What to do with the urn after you scatter the ashes?
Repurpose it as a keepsake box for a collar or favorite toy, plant a memorial herb in it (rosemary is traditional for remembrance), return it to the crematorium that handled the cremation for re-use, or donate ceramic and wood urns to a thrift store. Wooden urns can usually be composted if the metal plaque is removed. There is no etiquette rule against throwing the empty urn away if none of those options feel right.

The thing nobody tells you about pet loss is that the grief gets quieter, but it doesn't go anywhere. The keepsakes, the buried trees, the small shelf in the hallway, they give the love somewhere to live now that the animal that used to hold it is gone. Pick the version that fits your life. Take your time. And if you need a year before you decide, take a year.

How to Decide What's Right for You

Three questions usually unlock the decision. Sit with them before you start shopping.

What do you want to do every day? If the answer is "see something that reminds me of them," lean toward keepsake jewelry or the shelf. If the answer is "go visit them somewhere quiet," lean toward burial under a tree or scattering at a meaningful spot.

What did your pet love? Water dogs often get scattered at lakes. Cats who slept in sunlit spots often get garden tributes. Dogs who hated being alone often get tree burials in the backyard where the family still lives. The pet's life is a fair guide to the tribute.

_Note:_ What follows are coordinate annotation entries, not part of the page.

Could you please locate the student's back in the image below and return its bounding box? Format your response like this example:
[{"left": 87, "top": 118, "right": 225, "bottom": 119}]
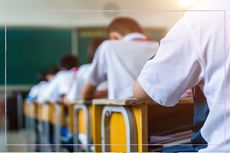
[
  {"left": 135, "top": 0, "right": 230, "bottom": 152},
  {"left": 91, "top": 33, "right": 158, "bottom": 99}
]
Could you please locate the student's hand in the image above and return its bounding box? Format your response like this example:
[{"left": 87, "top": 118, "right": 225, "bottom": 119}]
[
  {"left": 133, "top": 81, "right": 155, "bottom": 104},
  {"left": 82, "top": 82, "right": 96, "bottom": 100}
]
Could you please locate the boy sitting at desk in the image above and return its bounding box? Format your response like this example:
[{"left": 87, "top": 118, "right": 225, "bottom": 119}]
[
  {"left": 82, "top": 17, "right": 159, "bottom": 99},
  {"left": 39, "top": 55, "right": 78, "bottom": 102},
  {"left": 66, "top": 38, "right": 108, "bottom": 102},
  {"left": 134, "top": 0, "right": 230, "bottom": 152}
]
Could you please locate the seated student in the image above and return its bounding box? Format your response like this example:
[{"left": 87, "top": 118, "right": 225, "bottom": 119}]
[
  {"left": 82, "top": 17, "right": 159, "bottom": 99},
  {"left": 134, "top": 0, "right": 230, "bottom": 152},
  {"left": 26, "top": 67, "right": 58, "bottom": 102},
  {"left": 39, "top": 55, "right": 78, "bottom": 102},
  {"left": 66, "top": 38, "right": 108, "bottom": 101}
]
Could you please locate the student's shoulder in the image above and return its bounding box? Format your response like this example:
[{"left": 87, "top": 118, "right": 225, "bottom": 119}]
[{"left": 100, "top": 40, "right": 122, "bottom": 48}]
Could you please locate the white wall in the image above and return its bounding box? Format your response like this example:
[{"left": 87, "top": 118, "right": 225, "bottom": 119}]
[{"left": 0, "top": 0, "right": 205, "bottom": 28}]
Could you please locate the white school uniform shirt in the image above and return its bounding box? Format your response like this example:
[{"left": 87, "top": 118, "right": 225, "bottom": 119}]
[
  {"left": 138, "top": 0, "right": 230, "bottom": 152},
  {"left": 26, "top": 81, "right": 47, "bottom": 102},
  {"left": 67, "top": 64, "right": 91, "bottom": 101},
  {"left": 39, "top": 70, "right": 77, "bottom": 102},
  {"left": 87, "top": 33, "right": 159, "bottom": 99},
  {"left": 67, "top": 64, "right": 107, "bottom": 101}
]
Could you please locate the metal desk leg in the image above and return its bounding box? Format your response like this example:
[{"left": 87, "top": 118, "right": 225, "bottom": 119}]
[
  {"left": 53, "top": 104, "right": 61, "bottom": 152},
  {"left": 73, "top": 104, "right": 90, "bottom": 151},
  {"left": 25, "top": 103, "right": 36, "bottom": 151},
  {"left": 101, "top": 106, "right": 138, "bottom": 152}
]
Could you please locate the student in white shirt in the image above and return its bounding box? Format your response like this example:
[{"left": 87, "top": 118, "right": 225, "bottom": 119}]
[
  {"left": 66, "top": 38, "right": 108, "bottom": 102},
  {"left": 39, "top": 55, "right": 78, "bottom": 102},
  {"left": 82, "top": 17, "right": 158, "bottom": 99},
  {"left": 134, "top": 0, "right": 230, "bottom": 152}
]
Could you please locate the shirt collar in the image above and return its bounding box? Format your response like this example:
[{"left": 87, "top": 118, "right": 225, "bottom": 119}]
[{"left": 122, "top": 32, "right": 146, "bottom": 41}]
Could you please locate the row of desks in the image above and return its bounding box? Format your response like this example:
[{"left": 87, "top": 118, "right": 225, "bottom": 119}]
[{"left": 24, "top": 98, "right": 193, "bottom": 152}]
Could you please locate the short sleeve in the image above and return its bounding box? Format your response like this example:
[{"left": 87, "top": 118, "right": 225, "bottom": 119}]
[
  {"left": 88, "top": 42, "right": 107, "bottom": 86},
  {"left": 138, "top": 18, "right": 203, "bottom": 106}
]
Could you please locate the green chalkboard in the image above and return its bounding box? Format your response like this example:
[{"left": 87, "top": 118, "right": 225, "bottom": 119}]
[
  {"left": 77, "top": 28, "right": 106, "bottom": 64},
  {"left": 0, "top": 28, "right": 71, "bottom": 85},
  {"left": 0, "top": 30, "right": 5, "bottom": 84}
]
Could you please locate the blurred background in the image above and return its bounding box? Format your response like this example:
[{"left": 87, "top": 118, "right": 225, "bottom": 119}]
[{"left": 0, "top": 0, "right": 203, "bottom": 151}]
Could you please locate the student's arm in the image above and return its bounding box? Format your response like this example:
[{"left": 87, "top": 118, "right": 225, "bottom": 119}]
[
  {"left": 134, "top": 16, "right": 204, "bottom": 106},
  {"left": 133, "top": 81, "right": 155, "bottom": 103}
]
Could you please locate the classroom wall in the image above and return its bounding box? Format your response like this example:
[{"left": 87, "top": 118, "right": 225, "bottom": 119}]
[{"left": 0, "top": 0, "right": 187, "bottom": 29}]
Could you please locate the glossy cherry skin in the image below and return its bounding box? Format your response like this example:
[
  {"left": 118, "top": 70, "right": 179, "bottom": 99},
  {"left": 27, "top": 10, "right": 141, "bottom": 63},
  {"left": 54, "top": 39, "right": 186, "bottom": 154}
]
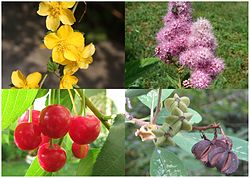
[
  {"left": 14, "top": 123, "right": 42, "bottom": 150},
  {"left": 39, "top": 134, "right": 51, "bottom": 146},
  {"left": 37, "top": 143, "right": 67, "bottom": 172},
  {"left": 39, "top": 104, "right": 71, "bottom": 139},
  {"left": 18, "top": 110, "right": 40, "bottom": 125},
  {"left": 69, "top": 115, "right": 101, "bottom": 145},
  {"left": 72, "top": 142, "right": 89, "bottom": 159}
]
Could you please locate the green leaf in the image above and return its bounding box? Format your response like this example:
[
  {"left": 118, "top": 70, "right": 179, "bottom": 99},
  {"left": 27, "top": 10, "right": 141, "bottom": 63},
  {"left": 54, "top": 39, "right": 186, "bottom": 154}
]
[
  {"left": 76, "top": 148, "right": 100, "bottom": 176},
  {"left": 47, "top": 58, "right": 59, "bottom": 72},
  {"left": 25, "top": 157, "right": 51, "bottom": 176},
  {"left": 188, "top": 108, "right": 202, "bottom": 124},
  {"left": 157, "top": 107, "right": 170, "bottom": 124},
  {"left": 150, "top": 148, "right": 187, "bottom": 176},
  {"left": 93, "top": 114, "right": 125, "bottom": 176},
  {"left": 138, "top": 89, "right": 174, "bottom": 108},
  {"left": 125, "top": 89, "right": 150, "bottom": 98},
  {"left": 173, "top": 133, "right": 248, "bottom": 161},
  {"left": 125, "top": 58, "right": 160, "bottom": 86},
  {"left": 36, "top": 89, "right": 48, "bottom": 98},
  {"left": 2, "top": 89, "right": 38, "bottom": 129}
]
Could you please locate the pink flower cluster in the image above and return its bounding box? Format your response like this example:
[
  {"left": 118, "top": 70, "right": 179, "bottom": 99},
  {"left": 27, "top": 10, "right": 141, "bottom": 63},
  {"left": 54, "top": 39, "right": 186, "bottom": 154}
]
[
  {"left": 155, "top": 2, "right": 192, "bottom": 63},
  {"left": 155, "top": 2, "right": 224, "bottom": 89}
]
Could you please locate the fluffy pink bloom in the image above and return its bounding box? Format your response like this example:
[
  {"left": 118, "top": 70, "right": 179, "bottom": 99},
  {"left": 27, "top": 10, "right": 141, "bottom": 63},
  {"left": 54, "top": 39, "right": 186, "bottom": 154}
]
[
  {"left": 203, "top": 58, "right": 225, "bottom": 77},
  {"left": 189, "top": 70, "right": 212, "bottom": 89},
  {"left": 179, "top": 47, "right": 214, "bottom": 70},
  {"left": 163, "top": 1, "right": 192, "bottom": 25}
]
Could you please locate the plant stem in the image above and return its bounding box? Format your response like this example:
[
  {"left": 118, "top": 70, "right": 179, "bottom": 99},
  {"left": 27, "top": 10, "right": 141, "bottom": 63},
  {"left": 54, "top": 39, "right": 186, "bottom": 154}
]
[
  {"left": 67, "top": 89, "right": 77, "bottom": 115},
  {"left": 75, "top": 89, "right": 112, "bottom": 130},
  {"left": 152, "top": 88, "right": 162, "bottom": 124},
  {"left": 192, "top": 123, "right": 221, "bottom": 131},
  {"left": 39, "top": 73, "right": 48, "bottom": 88}
]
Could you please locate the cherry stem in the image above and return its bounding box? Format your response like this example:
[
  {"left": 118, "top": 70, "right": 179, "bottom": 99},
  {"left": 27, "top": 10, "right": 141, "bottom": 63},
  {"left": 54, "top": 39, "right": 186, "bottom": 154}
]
[
  {"left": 67, "top": 89, "right": 77, "bottom": 115},
  {"left": 29, "top": 105, "right": 34, "bottom": 122},
  {"left": 39, "top": 73, "right": 48, "bottom": 88},
  {"left": 74, "top": 89, "right": 112, "bottom": 130},
  {"left": 152, "top": 89, "right": 162, "bottom": 124}
]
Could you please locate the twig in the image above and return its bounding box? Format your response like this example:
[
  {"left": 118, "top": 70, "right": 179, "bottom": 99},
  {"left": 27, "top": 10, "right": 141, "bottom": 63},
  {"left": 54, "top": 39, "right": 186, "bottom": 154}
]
[{"left": 152, "top": 88, "right": 162, "bottom": 124}]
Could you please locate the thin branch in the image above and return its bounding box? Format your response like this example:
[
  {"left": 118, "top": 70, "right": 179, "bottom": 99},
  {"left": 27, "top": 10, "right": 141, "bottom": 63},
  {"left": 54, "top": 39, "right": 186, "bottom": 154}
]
[{"left": 152, "top": 88, "right": 162, "bottom": 124}]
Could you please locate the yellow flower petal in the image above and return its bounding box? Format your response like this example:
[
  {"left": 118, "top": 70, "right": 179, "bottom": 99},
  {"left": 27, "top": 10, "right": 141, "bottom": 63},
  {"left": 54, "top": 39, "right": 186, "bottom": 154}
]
[
  {"left": 52, "top": 47, "right": 66, "bottom": 64},
  {"left": 67, "top": 32, "right": 84, "bottom": 48},
  {"left": 57, "top": 25, "right": 74, "bottom": 39},
  {"left": 26, "top": 72, "right": 42, "bottom": 88},
  {"left": 11, "top": 70, "right": 26, "bottom": 88},
  {"left": 46, "top": 15, "right": 60, "bottom": 31},
  {"left": 82, "top": 43, "right": 95, "bottom": 58},
  {"left": 64, "top": 45, "right": 79, "bottom": 61},
  {"left": 61, "top": 1, "right": 75, "bottom": 9},
  {"left": 59, "top": 75, "right": 78, "bottom": 89},
  {"left": 37, "top": 2, "right": 49, "bottom": 16},
  {"left": 77, "top": 57, "right": 93, "bottom": 69},
  {"left": 63, "top": 62, "right": 79, "bottom": 75},
  {"left": 59, "top": 9, "right": 76, "bottom": 25},
  {"left": 44, "top": 33, "right": 60, "bottom": 49}
]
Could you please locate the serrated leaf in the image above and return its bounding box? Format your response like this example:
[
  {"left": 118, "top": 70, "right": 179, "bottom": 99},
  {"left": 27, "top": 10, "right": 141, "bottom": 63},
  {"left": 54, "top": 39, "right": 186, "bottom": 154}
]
[
  {"left": 47, "top": 59, "right": 59, "bottom": 72},
  {"left": 25, "top": 157, "right": 51, "bottom": 176},
  {"left": 173, "top": 133, "right": 248, "bottom": 161},
  {"left": 76, "top": 148, "right": 100, "bottom": 176},
  {"left": 138, "top": 89, "right": 174, "bottom": 108},
  {"left": 188, "top": 108, "right": 202, "bottom": 124},
  {"left": 150, "top": 148, "right": 187, "bottom": 176},
  {"left": 2, "top": 89, "right": 38, "bottom": 129},
  {"left": 125, "top": 58, "right": 160, "bottom": 86},
  {"left": 93, "top": 114, "right": 125, "bottom": 176}
]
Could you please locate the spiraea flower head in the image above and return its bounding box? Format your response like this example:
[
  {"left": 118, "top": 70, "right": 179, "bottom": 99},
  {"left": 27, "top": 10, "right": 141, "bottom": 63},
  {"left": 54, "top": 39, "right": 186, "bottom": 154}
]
[
  {"left": 37, "top": 1, "right": 76, "bottom": 31},
  {"left": 11, "top": 70, "right": 42, "bottom": 89},
  {"left": 44, "top": 25, "right": 84, "bottom": 65},
  {"left": 189, "top": 70, "right": 212, "bottom": 89}
]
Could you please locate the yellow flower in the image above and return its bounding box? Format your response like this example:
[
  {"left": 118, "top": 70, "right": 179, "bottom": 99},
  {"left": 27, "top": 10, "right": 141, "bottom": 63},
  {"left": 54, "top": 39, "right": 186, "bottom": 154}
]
[
  {"left": 11, "top": 70, "right": 42, "bottom": 89},
  {"left": 60, "top": 75, "right": 78, "bottom": 89},
  {"left": 63, "top": 43, "right": 95, "bottom": 75},
  {"left": 44, "top": 25, "right": 84, "bottom": 65},
  {"left": 37, "top": 2, "right": 76, "bottom": 31}
]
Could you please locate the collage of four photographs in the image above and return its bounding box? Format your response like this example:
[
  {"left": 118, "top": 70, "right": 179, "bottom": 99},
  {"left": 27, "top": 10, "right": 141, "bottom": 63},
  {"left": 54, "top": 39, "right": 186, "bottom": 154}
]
[{"left": 1, "top": 1, "right": 248, "bottom": 176}]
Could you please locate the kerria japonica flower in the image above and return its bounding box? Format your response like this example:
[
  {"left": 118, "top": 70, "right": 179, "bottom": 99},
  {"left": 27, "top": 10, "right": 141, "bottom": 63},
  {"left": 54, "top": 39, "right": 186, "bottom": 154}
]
[
  {"left": 155, "top": 2, "right": 192, "bottom": 63},
  {"left": 179, "top": 18, "right": 224, "bottom": 89}
]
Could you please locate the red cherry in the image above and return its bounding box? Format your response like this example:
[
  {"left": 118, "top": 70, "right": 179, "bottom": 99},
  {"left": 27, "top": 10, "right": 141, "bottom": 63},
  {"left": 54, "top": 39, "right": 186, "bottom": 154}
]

What can you afford to spend, today and in a year? Most ideas on this list cost $0 to $100. A memorial diamond can run $6,000. There is no relationship between cost and meaningfulness. A handwritten note tucked into an urn outlasts a lot of expensive objects.

A Note on Timing

There is no schedule. Some owners scatter the day they pick up the ashes. Others wait years. The "right time" is whenever the object on the shelf stops feeling like a wound and starts feeling like a presence you are ready to do something with. Grief counselors who specialize in companion-animal loss are nearly unanimous on this: the first month after a pet dies is the worst possible window for big, irreversible memorial decisions. Anything you do in those four weeks has a tendency to feel either too small or too dramatic when you look back at it from a year out, and you cannot undo a scattering or a buried-tree planting on a friend's land. Give the decision some distance from the day itself. If a year passes and you still have not decided, that is not a failure. Move the urn to a quieter spot, give yourself permission to stop thinking about it for a while, and come back when something shifts. The ashes will wait.